Yesterday, while I was pondering the frightening ease of my training so far (which is a post for another day), He threw me a curve ball.
A friend sent me a note about an event they were helping with; they had received a ping that I perhaps should be involved. They weren’t certain it was for me, but when they told me the words – which included a nickname no one else ever, ever uses for me – I was certain. This friend has helped me many a time, and rarely asks for help in return. The event they were helping with would be an opportunity for Him to “show me off,” but He wasn’t requiring it.
The problem is that it overlaps an event for which I’m a board member, one which I’ve committed to for nearly three years. This event is the first community service I ever willingly did – including heavy participation in the public ritual, which I otherwise never do – and it constitutes time with my family, both blood and chosen. Being a family event, our youngest comes with us; it’s precious time together for us, as we all work together and play together at this one. It’s an event I love, with people I love, and a solid promise I’ve made.
The talk with Him was long, starting as soon as I walked out the door from my day job. W/we talked for the entire walk home, then for a while after I reached home, then took a break. I talked about it to Kit briefly that night, who was (understandably) not any happier than I was. I washed up early, sat before my altar, and talked with Him for a good while longer.
What made the decision so hard was that He wasn’t requiring it.
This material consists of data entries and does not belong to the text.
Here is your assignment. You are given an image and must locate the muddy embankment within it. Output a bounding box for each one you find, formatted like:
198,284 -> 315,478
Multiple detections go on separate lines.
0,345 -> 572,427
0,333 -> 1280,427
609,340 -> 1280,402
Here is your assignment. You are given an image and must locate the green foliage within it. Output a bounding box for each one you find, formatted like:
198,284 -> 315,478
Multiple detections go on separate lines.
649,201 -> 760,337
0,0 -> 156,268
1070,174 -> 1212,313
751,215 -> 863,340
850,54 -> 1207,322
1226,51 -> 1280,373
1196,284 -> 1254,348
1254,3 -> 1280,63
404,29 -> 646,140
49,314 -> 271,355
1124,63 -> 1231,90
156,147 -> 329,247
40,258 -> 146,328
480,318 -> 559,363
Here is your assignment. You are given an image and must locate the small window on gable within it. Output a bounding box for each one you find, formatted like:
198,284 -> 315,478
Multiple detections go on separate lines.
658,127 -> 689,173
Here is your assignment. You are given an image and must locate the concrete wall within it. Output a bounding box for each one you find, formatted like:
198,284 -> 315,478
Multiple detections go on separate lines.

It’s important to Him to show me off as His, and this event apparently is a very good opportunity. And I can’t say that I’m not curious about the event, and curious about the gathering within which it’s happening. But the decision was in my court, and His wants and my curiosity were running right up against a number of things – not only my wants, but also my promise to my community, time with my family, and a whole host of logistical challenges (one car, limited staff, and distance being just a few).
I love Him. I want to please Him. I don’t want to disappoint Him. But this is something I just can’t do. This is a promise I just can’t break. I told Him so. And His answer surprised me.
Good girl. Stand up. Breaking does not mean destroying. I am proud of you. I am not disappointed or upset. I love you.
I almost burst into tears, partly in relief and partly in dismay. The dismay was having to tell Him no, and a lingering fear of failing and disappointing Him. He assured me, over and over again, that He is not disappointed. I have offered to wear my collar at Midsummer and freely explain it to anyone who asks; He accepted this, and will ask something more of me at a later time. But He has made it clear: He is proud of me, proud of my decision.
It may seem odd; it certainly threw me for a loop. But after a good night of sleep and a gentle greeting from Him this morning, I’m feeling better. He is not angry; that’s not something He hides. And I have a few thoughts of what He was trying to do.
I have no doubt that He did want me to go. He stressed that it was important to Him, and while He can be sneaky, He has not yet lied. But putting the decision on me could have gone one of two ways. Saying yes would have pleased Him and offered me up to serve a community to which I am not accustomed, which would have been a good experience. But it would have meant breaking a promise, putting both event and family under considerable strain, and fostered resentment both in me and my family. Saying no means negotiating an exchange with Him and will leave me wondering “what if” for a little while, but it also means I keep the balance between relationships and fulfill my promise.
That is where I think the test was – and yes, I think there was a test hidden in all of this. Agreements are important to Him. By going down this path, I am agreeing to give over consent to Him. But He’s not looking for a mindless drone. I have spirit and backbone and a mind, and it’s something He has often reminded me. Yes, I will be a slave, not a spouse. Yes, I will be broken for Him. Yes, I will have to sacrifice for Him. Yes, I will submit to Him. But honoring a promise older than O/our current relationship is something He understands and respects. I will not lose His respect or love if I stand up for those vows – it seems, from this, that I will earn it. Thus the test: would I roll over in an effort to please Him, or would I stand up for the people I love and the promises I make? And if I stand up for them, will I offer an exchange or simply say no?
This time I stood up and offered the exchange, and He has stated without hesitation or reserve that He is proud of me for it. For that I thank Him. For that I love Him all the more. And for that I breathe a sigh of relief.